さて、持って出るのに「普通の箱型のペンケースではカラカラしちゃうし…」と何かケースを購入しよういうことになり、下調べしたところタイプは以下の主に5種類でした。
目次
【万年筆用ペンケースの種類は主に5種類!】
フラップタイプ
主に革や布で作られていて、収納本数は1~3本くらいのものが多い。キャップの頭(天冠)をフラップが覆うので保護される範囲も広い。
ロールタイプ
こちらも革や布(帆布)で作られたものが多く、紐の付いた長方形の革(布)の本体の内側に設けられたポケットや平ゴムにペンを差して固定、フラップをかぶせて(ついていない場合もある)海苔巻きのように、巻いて紐で止めるという方式。
作りから言って横からかかる圧力にはペンが束になって受ける形にはなるものの、10本以上の本数の持ち運びが可能。
出先でクレジット決済のレシートにサインだとか、ちょちょっと使いたい時などにカバンからこれを取り出して海苔巻きを開帳して…とやると、ドン引きされるかもしれない(笑)
ジッパータイプ
本体の外周をジッパーで閉められるようになっている完全防備タイプ。
特に固定が出来るようになっていないポーチタイプのほか、普通の二つ折りの革や布(この場合は板芯ありの場合が多い)の本体内側にポケットや平ゴム等で固定できるようになっている。
これも、基本は2~3本までのものが主流。中には大型のタイプでは二つ折りの本体の左右両方の内側にペンを差せるようになっており、合計で10本以上の収納を可能にしたものもある。
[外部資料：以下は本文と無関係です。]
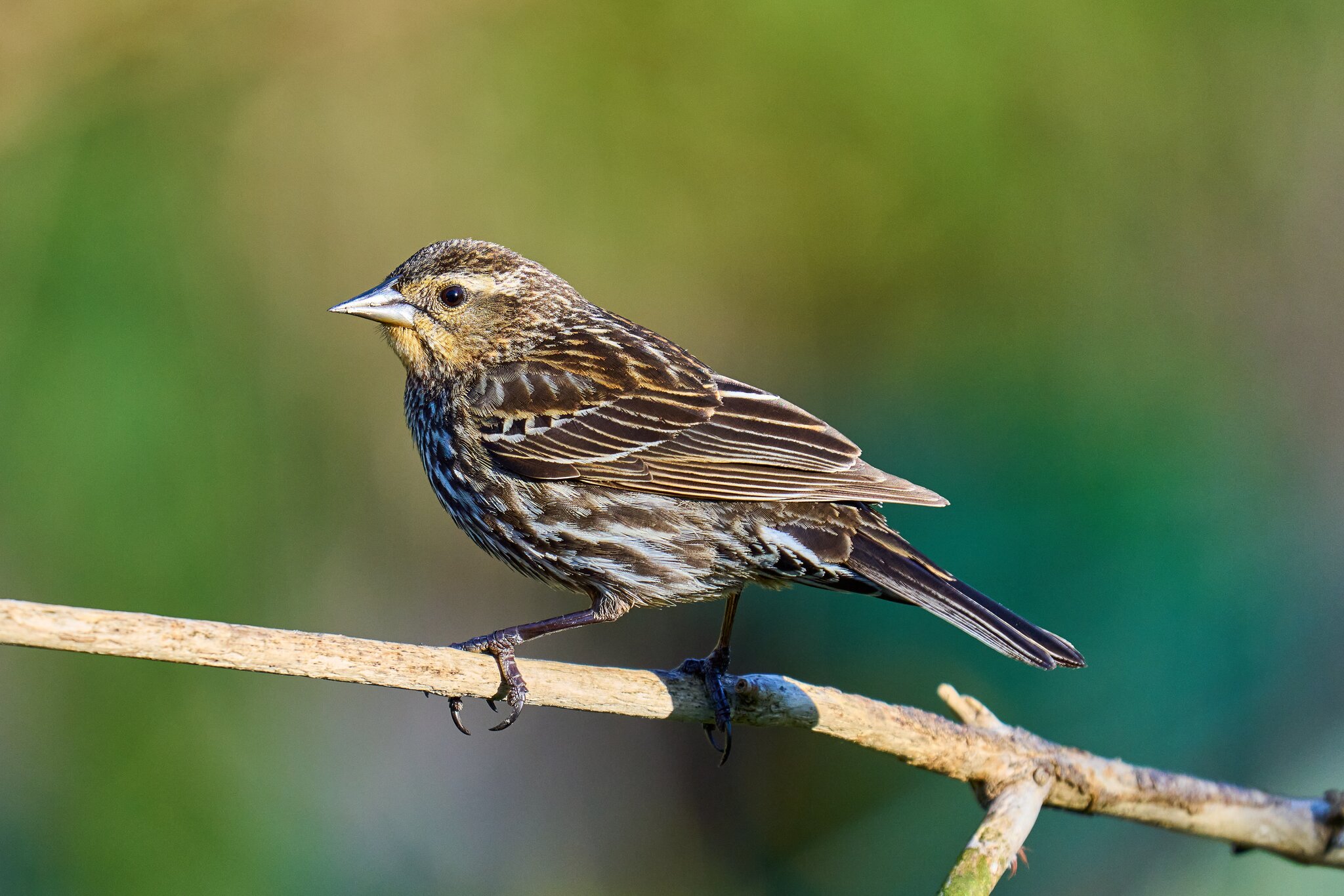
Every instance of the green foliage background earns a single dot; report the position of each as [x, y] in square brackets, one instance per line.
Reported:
[1074, 266]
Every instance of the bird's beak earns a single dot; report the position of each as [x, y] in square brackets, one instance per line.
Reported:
[382, 304]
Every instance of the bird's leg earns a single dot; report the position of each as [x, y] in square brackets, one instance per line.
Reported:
[500, 645]
[711, 669]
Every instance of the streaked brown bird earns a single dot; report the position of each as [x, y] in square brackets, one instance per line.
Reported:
[595, 455]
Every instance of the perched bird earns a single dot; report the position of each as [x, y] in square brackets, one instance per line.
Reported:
[595, 455]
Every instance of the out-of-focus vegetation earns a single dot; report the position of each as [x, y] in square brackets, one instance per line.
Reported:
[1074, 266]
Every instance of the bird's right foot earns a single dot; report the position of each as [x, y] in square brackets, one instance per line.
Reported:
[500, 645]
[711, 669]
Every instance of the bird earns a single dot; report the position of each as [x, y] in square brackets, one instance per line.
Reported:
[597, 456]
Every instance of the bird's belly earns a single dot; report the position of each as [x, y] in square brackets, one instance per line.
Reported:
[639, 550]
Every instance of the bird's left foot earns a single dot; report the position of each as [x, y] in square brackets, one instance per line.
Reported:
[713, 669]
[499, 645]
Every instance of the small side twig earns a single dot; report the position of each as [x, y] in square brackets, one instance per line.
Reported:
[1013, 812]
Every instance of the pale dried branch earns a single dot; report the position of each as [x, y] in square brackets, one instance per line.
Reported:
[1305, 830]
[1013, 812]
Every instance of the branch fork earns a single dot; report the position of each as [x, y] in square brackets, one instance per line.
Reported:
[1013, 771]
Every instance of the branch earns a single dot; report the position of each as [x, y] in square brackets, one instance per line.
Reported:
[1305, 830]
[1013, 812]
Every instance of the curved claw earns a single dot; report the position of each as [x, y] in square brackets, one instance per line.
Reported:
[711, 670]
[511, 719]
[455, 707]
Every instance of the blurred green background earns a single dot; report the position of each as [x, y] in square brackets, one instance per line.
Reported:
[1074, 266]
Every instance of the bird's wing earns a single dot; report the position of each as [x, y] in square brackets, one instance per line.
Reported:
[759, 448]
[627, 409]
[582, 405]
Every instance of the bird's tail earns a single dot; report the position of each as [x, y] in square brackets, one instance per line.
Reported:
[904, 574]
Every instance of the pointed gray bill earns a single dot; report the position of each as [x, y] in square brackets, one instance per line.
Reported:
[382, 304]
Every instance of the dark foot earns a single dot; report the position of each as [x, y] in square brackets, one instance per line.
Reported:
[711, 670]
[499, 645]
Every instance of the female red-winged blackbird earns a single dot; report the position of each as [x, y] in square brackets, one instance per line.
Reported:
[595, 455]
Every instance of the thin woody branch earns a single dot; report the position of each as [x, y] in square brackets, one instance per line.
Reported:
[1013, 812]
[1305, 830]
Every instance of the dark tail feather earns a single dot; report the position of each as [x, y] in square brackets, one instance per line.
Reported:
[904, 574]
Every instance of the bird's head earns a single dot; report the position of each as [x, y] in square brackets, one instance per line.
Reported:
[460, 304]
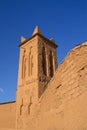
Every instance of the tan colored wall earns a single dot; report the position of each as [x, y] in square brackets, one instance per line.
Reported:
[63, 106]
[7, 115]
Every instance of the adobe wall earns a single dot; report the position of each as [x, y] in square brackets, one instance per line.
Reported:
[7, 115]
[63, 106]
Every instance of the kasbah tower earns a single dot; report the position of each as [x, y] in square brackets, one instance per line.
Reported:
[48, 96]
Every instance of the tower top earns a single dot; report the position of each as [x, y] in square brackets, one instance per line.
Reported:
[37, 30]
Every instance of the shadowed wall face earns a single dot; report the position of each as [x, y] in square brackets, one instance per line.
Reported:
[8, 115]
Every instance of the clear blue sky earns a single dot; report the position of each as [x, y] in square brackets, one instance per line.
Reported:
[64, 20]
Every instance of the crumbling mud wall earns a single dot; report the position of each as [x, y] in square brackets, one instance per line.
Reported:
[63, 106]
[7, 115]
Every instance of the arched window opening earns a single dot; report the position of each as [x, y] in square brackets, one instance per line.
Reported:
[44, 60]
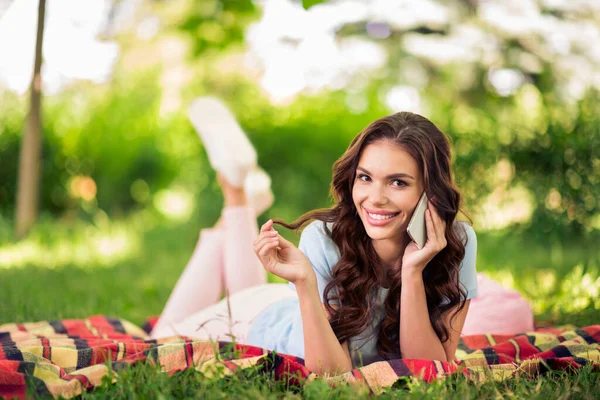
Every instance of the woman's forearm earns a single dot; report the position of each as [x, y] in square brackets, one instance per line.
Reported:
[323, 352]
[417, 337]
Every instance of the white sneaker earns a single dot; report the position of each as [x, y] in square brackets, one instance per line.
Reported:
[229, 150]
[257, 187]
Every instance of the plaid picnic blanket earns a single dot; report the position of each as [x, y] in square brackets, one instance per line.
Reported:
[66, 357]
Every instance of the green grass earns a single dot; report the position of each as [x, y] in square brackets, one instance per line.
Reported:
[127, 269]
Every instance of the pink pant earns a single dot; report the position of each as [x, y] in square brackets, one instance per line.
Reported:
[224, 259]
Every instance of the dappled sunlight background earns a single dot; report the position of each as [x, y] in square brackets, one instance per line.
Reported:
[126, 184]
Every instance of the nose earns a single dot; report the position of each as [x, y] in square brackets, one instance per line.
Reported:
[377, 195]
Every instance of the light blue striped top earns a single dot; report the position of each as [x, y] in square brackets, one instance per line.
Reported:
[279, 326]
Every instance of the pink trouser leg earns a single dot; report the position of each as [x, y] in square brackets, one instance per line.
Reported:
[199, 286]
[221, 255]
[241, 268]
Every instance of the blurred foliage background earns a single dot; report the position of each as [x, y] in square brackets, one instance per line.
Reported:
[516, 85]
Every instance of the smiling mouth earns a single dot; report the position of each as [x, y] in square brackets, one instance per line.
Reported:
[381, 217]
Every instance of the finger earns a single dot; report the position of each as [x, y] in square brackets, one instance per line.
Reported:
[267, 226]
[264, 248]
[284, 243]
[267, 248]
[439, 227]
[263, 240]
[431, 233]
[439, 223]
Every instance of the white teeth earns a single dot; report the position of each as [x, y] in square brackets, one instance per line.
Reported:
[380, 217]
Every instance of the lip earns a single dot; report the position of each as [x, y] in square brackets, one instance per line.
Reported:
[379, 222]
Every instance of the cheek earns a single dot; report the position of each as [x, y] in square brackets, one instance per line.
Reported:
[358, 194]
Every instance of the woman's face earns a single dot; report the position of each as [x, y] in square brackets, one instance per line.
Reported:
[387, 187]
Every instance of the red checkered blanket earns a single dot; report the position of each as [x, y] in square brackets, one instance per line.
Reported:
[66, 357]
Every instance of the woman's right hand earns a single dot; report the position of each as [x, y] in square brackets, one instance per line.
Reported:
[280, 257]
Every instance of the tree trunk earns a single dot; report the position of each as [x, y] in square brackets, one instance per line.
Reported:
[28, 186]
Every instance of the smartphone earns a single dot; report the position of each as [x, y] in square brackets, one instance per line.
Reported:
[417, 230]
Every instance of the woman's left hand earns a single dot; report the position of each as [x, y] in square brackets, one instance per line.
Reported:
[415, 259]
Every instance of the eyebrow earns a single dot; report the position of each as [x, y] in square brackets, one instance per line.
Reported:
[392, 176]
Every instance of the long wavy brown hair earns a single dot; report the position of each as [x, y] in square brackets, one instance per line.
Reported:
[358, 275]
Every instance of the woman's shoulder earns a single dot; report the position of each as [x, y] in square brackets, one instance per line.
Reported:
[316, 242]
[466, 233]
[316, 229]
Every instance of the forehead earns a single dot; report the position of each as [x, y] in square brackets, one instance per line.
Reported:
[385, 158]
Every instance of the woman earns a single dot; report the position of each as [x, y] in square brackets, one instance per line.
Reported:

ただ、機能的だけども万年筆自体の長さとケース自体の長さが合わないという場合があるのに注意。あとジッパー部との接触による傷にも注意。
ペンシース
革、あるいは布。
糸で筒状に縫い合わせた最も簡易的な作り。出し入れが簡単で個人的には一番使い勝手が良いと思っているタイプ。
1~5本くらいまでの物が多いような感じ。
ハードケース
木や竹、或いは革で箱型に作られているもの。
傷については収納形態にもよるけれど、圧力には強く、ジッパー式の更に上を行く保護性能を期待でき、一番安全に持ち運べるかと思われる。
ただ、本数が多いほど箱が大型になるためか、持ち歩き用にはあまり対応本数の多いものは出ていない様子。
【ケースタイプ×素材】
万年筆の素材としては摩擦による傷やを防ぐためにかあまり固い素材は使われていないようです。
革
染め、型押し等の加工の他、ペンと共に使いこんでの良さが出るようにとヌメ革の場合も。
手触りもよく、厚みのあるものを使っている事が多いので安心感があるものが多い。ほぼ全タイプのケースに見られる。
布
ナイロン生地から綿、麻、人工スエードまでいろいろ。この辺りは好みで。ロール式以外は、強度に注意して選びたいところ。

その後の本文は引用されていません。